2026-07-02 • Computation and Language
Computation and Language
AI summaryⓘ
The authors studied how making language models bigger affects their ability to simulate social behaviors. They found that larger models generally get better at predicting opinions and behaviors, especially for groups well-represented in common English data. However, tasks like predicting long-term social trends and modeling less common opinions improve more slowly with size. Some behaviors linked to human biases and learning didn’t get better even with bigger or fine-tuned models. Overall, the authors suggest scaling helps many social simulations but not all, especially in less common areas.

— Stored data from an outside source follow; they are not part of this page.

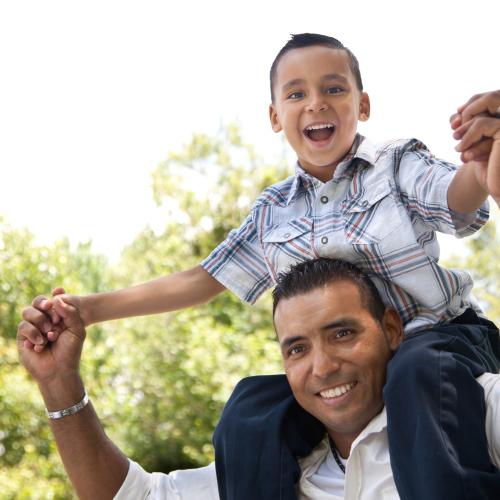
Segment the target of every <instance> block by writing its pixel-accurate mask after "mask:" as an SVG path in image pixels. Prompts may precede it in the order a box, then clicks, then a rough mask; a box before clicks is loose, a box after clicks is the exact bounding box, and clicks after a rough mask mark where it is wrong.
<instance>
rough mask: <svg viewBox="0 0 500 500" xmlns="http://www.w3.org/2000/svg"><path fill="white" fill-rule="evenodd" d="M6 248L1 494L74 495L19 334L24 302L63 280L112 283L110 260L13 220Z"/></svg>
mask: <svg viewBox="0 0 500 500" xmlns="http://www.w3.org/2000/svg"><path fill="white" fill-rule="evenodd" d="M0 248H1V250H0V465H1V468H0V498H2V499H4V498H5V499H11V498H12V499H13V498H16V499H17V498H22V499H24V498H26V499H36V498H40V499H49V498H64V497H68V496H69V495H70V494H69V493H68V492H69V491H70V487H69V484H68V481H67V479H66V475H65V474H64V471H63V469H62V466H61V465H60V460H59V458H58V456H57V453H56V452H55V448H54V444H53V441H52V438H51V436H50V432H49V428H48V425H47V422H46V419H45V415H44V407H43V405H42V402H41V398H40V396H39V394H38V390H37V389H36V387H35V385H34V384H33V382H32V381H31V380H30V379H29V377H28V376H27V374H26V372H25V370H24V369H23V368H22V367H21V366H20V365H19V362H18V358H17V349H16V345H15V335H16V330H17V324H18V322H19V319H20V310H21V307H22V306H25V305H27V304H29V303H30V302H31V300H32V299H33V297H35V295H37V294H40V293H47V292H50V289H51V288H52V287H54V286H56V285H57V284H60V283H64V284H65V285H66V286H67V287H68V288H71V289H72V290H75V291H76V292H78V293H89V292H91V291H96V290H98V289H101V288H103V287H106V286H108V285H107V281H106V277H105V269H106V265H105V262H106V261H105V259H104V258H103V257H100V256H97V255H93V254H92V252H91V249H90V244H89V243H86V244H80V245H78V247H77V248H74V249H72V248H71V247H70V245H69V242H68V241H67V240H63V241H60V242H58V243H56V244H54V245H53V246H51V247H47V246H40V245H37V244H36V243H35V241H34V238H33V236H32V235H31V234H30V233H29V232H28V231H26V230H23V229H13V228H11V227H9V226H8V225H7V224H2V226H1V229H0ZM99 332H100V329H97V328H96V330H95V333H96V334H98V333H99ZM96 336H98V335H96Z"/></svg>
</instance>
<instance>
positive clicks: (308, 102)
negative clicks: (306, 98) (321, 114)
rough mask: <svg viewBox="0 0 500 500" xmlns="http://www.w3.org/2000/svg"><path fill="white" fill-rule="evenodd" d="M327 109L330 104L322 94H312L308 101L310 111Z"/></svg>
mask: <svg viewBox="0 0 500 500" xmlns="http://www.w3.org/2000/svg"><path fill="white" fill-rule="evenodd" d="M326 109H328V104H327V103H326V101H325V99H324V98H323V96H322V95H311V98H310V99H309V102H308V103H307V110H308V111H313V112H314V111H325V110H326Z"/></svg>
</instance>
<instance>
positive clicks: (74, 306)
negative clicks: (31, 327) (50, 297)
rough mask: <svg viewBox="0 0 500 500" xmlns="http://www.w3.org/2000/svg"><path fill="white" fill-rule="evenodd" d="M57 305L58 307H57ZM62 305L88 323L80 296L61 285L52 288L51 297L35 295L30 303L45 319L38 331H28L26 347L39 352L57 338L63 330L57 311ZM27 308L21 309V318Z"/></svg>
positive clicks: (32, 306) (86, 312)
mask: <svg viewBox="0 0 500 500" xmlns="http://www.w3.org/2000/svg"><path fill="white" fill-rule="evenodd" d="M58 305H59V307H57V306H58ZM64 305H69V306H72V307H73V308H74V309H75V310H76V311H77V313H78V314H79V316H80V318H81V320H82V322H83V324H84V326H88V325H89V324H90V322H89V321H88V318H87V316H88V314H87V311H86V310H85V307H84V306H83V301H82V297H79V296H78V295H70V294H67V293H66V292H65V290H64V288H61V287H57V288H54V289H53V290H52V298H46V297H44V296H38V297H35V298H34V299H33V301H32V303H31V307H36V308H37V309H38V310H39V311H41V312H43V313H44V316H45V320H44V322H43V324H40V328H39V329H38V331H35V330H30V331H28V333H27V335H26V339H25V340H26V348H27V349H31V350H34V351H35V352H38V353H40V352H42V351H43V350H44V348H45V346H46V345H47V343H48V342H55V341H56V340H57V338H58V337H59V335H60V334H61V332H62V331H63V330H64V324H63V323H62V320H61V316H60V314H59V313H58V310H61V308H62V307H64ZM28 309H30V308H27V309H25V310H24V311H23V314H22V315H23V318H24V317H25V312H26V311H27V310H28ZM24 319H26V318H24Z"/></svg>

Large Language Modelsscaling lawssocial simulationopinion modelingbehavioral simulationlongitudinal forecastingmodel calibrationhuman cognitive biasestransformer architecturesfine-tuning
Authors
Caleb Ziems, William Held, Su Doga Karaca, David Grusky, Tatsunori Hashimoto, Diyi Yang
Abstract
Large Language Model (LLM) social simulations are a promising research method, but they are not yet faithful enough to be adopted widely. In this work, we investigate whether the current scaling paradigm in language modeling is likely to close these gaps, or whether simulation fidelity is orthogonal to general capabilities and therefore deserving of more research attention. We use scaling laws to study the relationship between LLMs' compute scale, general capability benchmarks, and the fidelity of social simulation in three representative sub-domains: opinion modeling, behavioral simulation, and longitudinal forecasting. Surprisingly, we discover strong compute scaling in all three settings, using a suite of 85 transformer LLMs with the Qwen3 architecture pre-trained on the DCLM web text corpus under fixed-compute budgets from $10^{18}$ to $10^{20}$ FLOPs. Then we evaluate 35 larger and more capable open-weight models up to 70B parameters, allowing us to predict downstream accuracy from loss. This reveals that the majority of behavioral and opinion simulation tasks will rapidly improve with scale, particularly when they involve populations that are well-represented in English web corpora. Longitudinal forecasting and underrepresented opinions scale more slowly, especially when they are less correlated with general knowledge and reasoning benchmarks like MMLU. In behavior simulation, scaling fails to improve model calibration with human cognitive biases like risk aversion, as well as human heuristics like learning correlated rewards from related tasks. On these tasks, even fine-tuned models fail to noticeably scale up performance from 0.5B to 8B parameters. Taken together, we conclude that scale will improve social simulations in most settings, but outliers exist, and improvements will be less reliable in low-resource domains.